KroMax - 15. Aug '18
:-)...das habe ich schon häufiger gehört, aber hier bei chessmail Schach spielen und organisieren, ist halt doch etwas ganz anderes, als im Bereich des Realschachs.
Es mag ähnlich sein, ist aber doch ganz anders.

Vielleicht bringt ja irgendwie cm nochmal dazu auch in einen Realverein einzutreten und sich dort zu engagieren, aber mir fehlt die Zeit und hier ist man zeitlich so ungebunden.

Beste Grüße
Max
Kellerdrache - 16. Aug '18
@ KroMax: Weder ich noch Vabanque (ich denke ich kann da mal ausnahmsweise für ihn sprechen) haben ein Problem damit wenn jemand hier einen eigenen Beitrag postet. In welcher Form auch immer. Es hat ja auch gepasst. Nur der schachfremde Kram gehört eher woanders hin.

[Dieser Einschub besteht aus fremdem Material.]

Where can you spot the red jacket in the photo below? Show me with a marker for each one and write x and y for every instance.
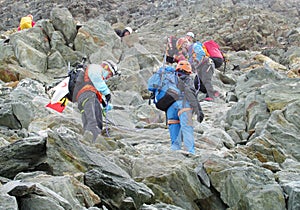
(213, 49)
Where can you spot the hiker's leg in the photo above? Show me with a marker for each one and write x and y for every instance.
(174, 126)
(206, 75)
(187, 129)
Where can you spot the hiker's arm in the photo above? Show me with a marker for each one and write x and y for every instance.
(98, 82)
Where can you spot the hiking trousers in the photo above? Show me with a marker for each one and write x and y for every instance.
(180, 125)
(91, 113)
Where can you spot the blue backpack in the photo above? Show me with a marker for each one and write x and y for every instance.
(163, 85)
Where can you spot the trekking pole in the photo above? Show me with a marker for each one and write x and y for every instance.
(106, 119)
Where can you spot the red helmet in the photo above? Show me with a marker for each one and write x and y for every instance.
(184, 66)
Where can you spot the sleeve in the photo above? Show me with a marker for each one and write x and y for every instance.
(96, 78)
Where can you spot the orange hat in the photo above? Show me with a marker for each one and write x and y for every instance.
(180, 42)
(30, 16)
(184, 66)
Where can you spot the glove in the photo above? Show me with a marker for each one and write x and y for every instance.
(108, 97)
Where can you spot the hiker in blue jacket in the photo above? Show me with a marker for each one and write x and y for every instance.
(179, 114)
(91, 91)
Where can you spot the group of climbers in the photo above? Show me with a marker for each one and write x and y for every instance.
(92, 93)
(191, 58)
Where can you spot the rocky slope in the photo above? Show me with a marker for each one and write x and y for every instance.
(247, 148)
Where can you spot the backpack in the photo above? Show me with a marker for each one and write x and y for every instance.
(163, 85)
(73, 74)
(171, 49)
(26, 22)
(214, 52)
(196, 52)
(69, 80)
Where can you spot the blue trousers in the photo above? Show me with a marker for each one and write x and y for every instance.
(181, 126)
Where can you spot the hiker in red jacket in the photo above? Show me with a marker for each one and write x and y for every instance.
(213, 49)
(26, 22)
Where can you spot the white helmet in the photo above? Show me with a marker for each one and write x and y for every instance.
(191, 34)
(129, 29)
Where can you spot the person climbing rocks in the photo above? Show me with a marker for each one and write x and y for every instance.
(179, 114)
(127, 31)
(26, 22)
(91, 93)
(204, 68)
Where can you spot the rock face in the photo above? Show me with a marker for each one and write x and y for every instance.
(247, 147)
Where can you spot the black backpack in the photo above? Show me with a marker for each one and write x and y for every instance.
(73, 74)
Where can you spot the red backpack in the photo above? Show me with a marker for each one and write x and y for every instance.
(213, 51)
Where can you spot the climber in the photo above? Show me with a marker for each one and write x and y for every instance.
(179, 114)
(204, 68)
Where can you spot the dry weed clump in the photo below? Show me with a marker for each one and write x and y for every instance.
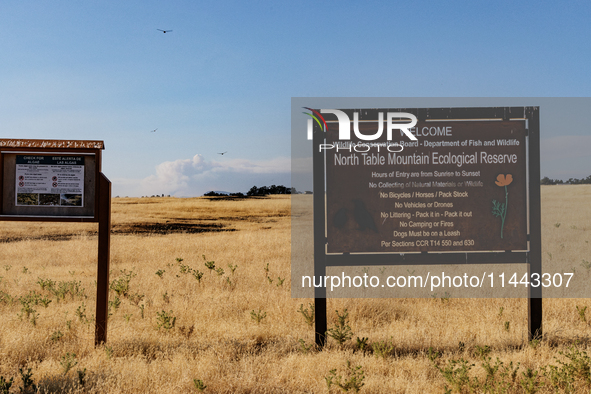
(211, 311)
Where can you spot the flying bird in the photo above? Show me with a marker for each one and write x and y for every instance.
(363, 217)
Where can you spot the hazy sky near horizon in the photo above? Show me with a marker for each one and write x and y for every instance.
(223, 79)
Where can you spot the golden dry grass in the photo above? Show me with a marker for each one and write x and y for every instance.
(227, 350)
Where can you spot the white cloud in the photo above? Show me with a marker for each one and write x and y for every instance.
(196, 176)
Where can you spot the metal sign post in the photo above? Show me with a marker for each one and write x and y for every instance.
(434, 195)
(60, 181)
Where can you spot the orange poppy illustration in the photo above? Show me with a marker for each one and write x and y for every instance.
(500, 208)
(503, 180)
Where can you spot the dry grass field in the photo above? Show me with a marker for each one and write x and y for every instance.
(172, 330)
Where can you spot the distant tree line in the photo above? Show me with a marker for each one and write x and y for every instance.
(214, 194)
(256, 191)
(265, 190)
(571, 181)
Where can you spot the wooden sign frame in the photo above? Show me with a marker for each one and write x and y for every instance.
(97, 184)
(532, 257)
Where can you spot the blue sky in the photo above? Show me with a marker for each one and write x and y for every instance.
(223, 79)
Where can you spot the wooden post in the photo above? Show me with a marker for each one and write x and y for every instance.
(104, 247)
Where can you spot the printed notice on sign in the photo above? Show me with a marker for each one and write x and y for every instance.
(460, 187)
(49, 180)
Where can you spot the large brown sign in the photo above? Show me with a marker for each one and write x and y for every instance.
(460, 187)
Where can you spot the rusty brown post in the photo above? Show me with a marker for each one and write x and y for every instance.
(104, 247)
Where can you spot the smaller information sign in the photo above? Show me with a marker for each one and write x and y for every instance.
(49, 180)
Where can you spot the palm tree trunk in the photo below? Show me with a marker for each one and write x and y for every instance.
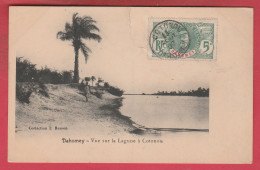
(76, 66)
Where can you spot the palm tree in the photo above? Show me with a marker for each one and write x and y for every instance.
(93, 78)
(81, 28)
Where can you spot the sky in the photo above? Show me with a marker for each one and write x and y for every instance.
(121, 58)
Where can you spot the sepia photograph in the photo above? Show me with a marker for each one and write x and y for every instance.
(128, 84)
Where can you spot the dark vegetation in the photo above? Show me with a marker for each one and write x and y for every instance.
(80, 28)
(200, 92)
(29, 79)
(27, 72)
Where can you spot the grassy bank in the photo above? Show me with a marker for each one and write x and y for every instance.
(65, 106)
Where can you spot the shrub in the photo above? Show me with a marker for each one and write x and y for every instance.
(25, 71)
(23, 94)
(43, 89)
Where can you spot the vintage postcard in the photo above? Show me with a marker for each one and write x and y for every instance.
(130, 84)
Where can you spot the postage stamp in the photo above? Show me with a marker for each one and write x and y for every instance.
(182, 38)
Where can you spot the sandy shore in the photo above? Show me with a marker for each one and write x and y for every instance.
(65, 111)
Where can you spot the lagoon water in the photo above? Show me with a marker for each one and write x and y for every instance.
(167, 111)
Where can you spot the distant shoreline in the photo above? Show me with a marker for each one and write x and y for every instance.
(159, 95)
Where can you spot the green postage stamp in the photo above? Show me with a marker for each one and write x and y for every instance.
(182, 38)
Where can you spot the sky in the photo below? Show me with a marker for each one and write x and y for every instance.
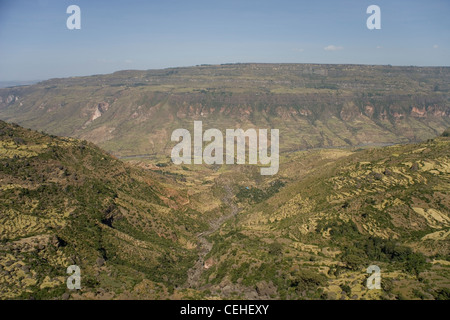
(35, 43)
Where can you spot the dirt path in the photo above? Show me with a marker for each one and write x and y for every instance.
(205, 246)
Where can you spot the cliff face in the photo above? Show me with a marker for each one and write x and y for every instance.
(134, 112)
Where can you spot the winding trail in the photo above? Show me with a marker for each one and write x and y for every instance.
(205, 246)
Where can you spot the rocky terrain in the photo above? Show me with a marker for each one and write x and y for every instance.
(363, 180)
(133, 113)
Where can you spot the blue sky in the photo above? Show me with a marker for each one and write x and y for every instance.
(148, 34)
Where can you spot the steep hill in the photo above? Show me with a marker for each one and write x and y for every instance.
(65, 201)
(312, 231)
(132, 113)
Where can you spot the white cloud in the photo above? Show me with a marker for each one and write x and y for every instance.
(333, 48)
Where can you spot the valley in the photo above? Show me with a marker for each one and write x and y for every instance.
(364, 179)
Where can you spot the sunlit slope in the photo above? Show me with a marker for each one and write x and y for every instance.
(134, 112)
(338, 213)
(65, 201)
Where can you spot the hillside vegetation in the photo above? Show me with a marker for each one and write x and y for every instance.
(133, 113)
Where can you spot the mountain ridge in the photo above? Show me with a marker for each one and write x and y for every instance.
(134, 112)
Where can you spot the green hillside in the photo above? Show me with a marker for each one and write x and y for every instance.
(134, 112)
(65, 201)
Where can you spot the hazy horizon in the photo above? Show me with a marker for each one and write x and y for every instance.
(143, 35)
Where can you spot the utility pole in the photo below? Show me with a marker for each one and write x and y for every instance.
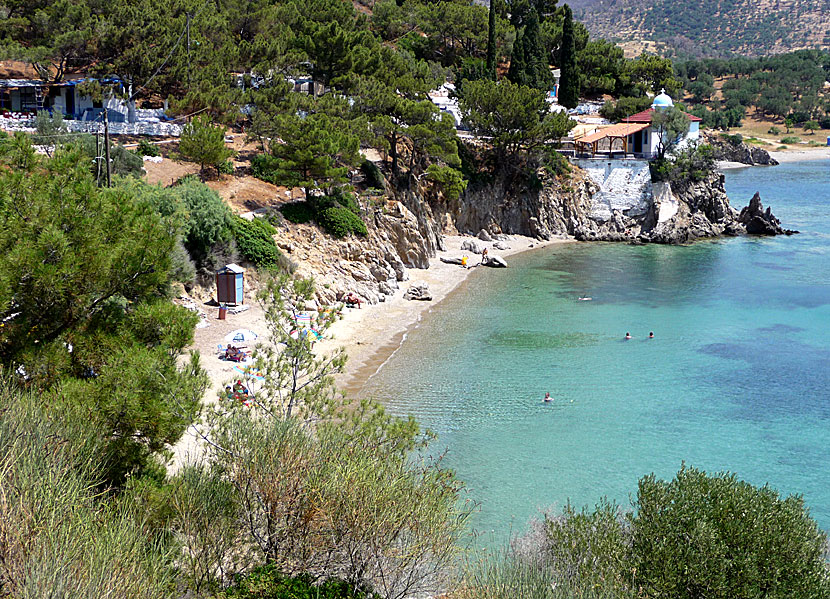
(107, 146)
(188, 49)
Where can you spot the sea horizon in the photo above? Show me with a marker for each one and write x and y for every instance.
(736, 378)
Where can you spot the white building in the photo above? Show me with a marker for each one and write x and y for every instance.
(635, 135)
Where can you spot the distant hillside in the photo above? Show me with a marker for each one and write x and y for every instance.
(711, 27)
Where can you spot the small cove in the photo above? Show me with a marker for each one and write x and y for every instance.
(737, 377)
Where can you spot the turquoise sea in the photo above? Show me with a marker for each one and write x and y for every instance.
(737, 377)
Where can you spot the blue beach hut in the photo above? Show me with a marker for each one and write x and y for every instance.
(230, 284)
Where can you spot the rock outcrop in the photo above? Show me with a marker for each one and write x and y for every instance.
(756, 221)
(732, 150)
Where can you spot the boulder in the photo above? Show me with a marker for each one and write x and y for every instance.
(495, 261)
(471, 245)
(418, 291)
(757, 221)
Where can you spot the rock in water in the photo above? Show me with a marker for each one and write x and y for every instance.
(495, 262)
(470, 245)
(418, 291)
(760, 222)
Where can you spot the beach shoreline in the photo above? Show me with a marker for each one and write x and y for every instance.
(371, 335)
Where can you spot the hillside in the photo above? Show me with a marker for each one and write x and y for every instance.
(711, 27)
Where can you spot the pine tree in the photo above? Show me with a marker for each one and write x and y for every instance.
(491, 41)
(569, 78)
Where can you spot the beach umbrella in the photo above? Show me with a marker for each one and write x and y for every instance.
(312, 334)
(241, 336)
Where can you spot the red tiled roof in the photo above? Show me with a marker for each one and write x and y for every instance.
(645, 117)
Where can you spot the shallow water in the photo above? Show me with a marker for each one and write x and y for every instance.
(737, 377)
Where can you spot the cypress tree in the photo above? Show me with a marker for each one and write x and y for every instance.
(569, 78)
(518, 68)
(491, 41)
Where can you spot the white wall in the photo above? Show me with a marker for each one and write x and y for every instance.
(624, 185)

Das ist ja nicht unser Privatforum, auch wenn es oft so aussieht
Vabanque - 17. Aug '18
>>Kellerdrache - vor 15 Std.

@ KroMax: Weder ich noch Vabanque (ich denke ich kann da mal ausnahmsweise für ihn sprechen) haben ein Problem damit wenn jemand hier einen eigenen Beitrag postet. In welcher Form auch immer. Es hat ja auch gepasst. Nur der schachfremde Kram gehört eher woanders hin.

Das ist ja nicht unser Privatforum, auch wenn es oft so aussieht<<

Seh ich alles genauso. Konnte bloß die letzten beiden Tage kaum reinschauen und schon gar nicht schreiben, weil ich auf Reisen war mit sehr schwankendem Internetzugang.

Evtl. hätte die von KroMax gepostete Partie in einem eigenen Thread mehr Beachtung gefunden, vielleicht aber auch nicht. Irgendwie passt sie ja durchaus zum Thema.

Vor allem eure Anmerkungen zu schwarzem ... e4 mit zentraler Einengung des weißen Spiels sind interessant.

In meinen in der Reihe 'Locker etc.' geplanten Partien gibt es noch zwei mit frühem schwarzen e4. Nur in einer davon kann Weiß diesen Vorstoß widerlegen, in der anderen wird Weiß zermalmt. Vielleicht würde letztere hierzu also auch noch passen, trotzdem bringe ich (vsl. die nächsten Tage) zuerst die andere, weil sie schon fertig kommentiert ist :)
Vabanque - 17. Aug '18
>>ZB. kannte ich die Regel: "Zur Brettmitte hin schlagen" nicht.<<

Naja, so fest gefügt ist die 'Regel' nicht. Man liest sie oft in Lehrbüchern, und sie hat auch einen Grund: schlägt man mit einem Bauern zur Brettmitte hin, wird er damit quasi aufgewertet, da zentrale Bauern als wertvoller gelten. Warum ist das so? Nun, ein Bauer, der zentral steht, wirkt wiederum auf wichtige Zentralfelder, wo er eigene Figuren stützen und gegnerische Figuren vom Betreten dieser Felder abhalten kann. Und Figuren (nicht: Bauern), die zentral stehen, beherrschen mehr Felder, und vor allem: sie können leichter nach allen Seiten des Bretts bewegt werden.

Aber die 'Regel' hat auch in der Meisterpraxis ganz viele Gegenbeispiele.
Auch in obiger Partie von KroMax hat das Schlagen dxc3 statt bxc3 auch Vorteile: der Lc1 wird befreit und die d-Linie öffnet sich für die weiße Dame. Ich wäre gar nicht sicher, welchem Schlagen ich da den Vorzug gegeben hätte.
Vabanque - 17. Aug '18
Aber die Nachteile von dxc3 überwogen in dieser konkreten Situation halt letztlich doch, und diese hat Oli1970 oben ja auch schon recht schön ausgeführt, da brauche ich nichts mehr hinzuzufügen.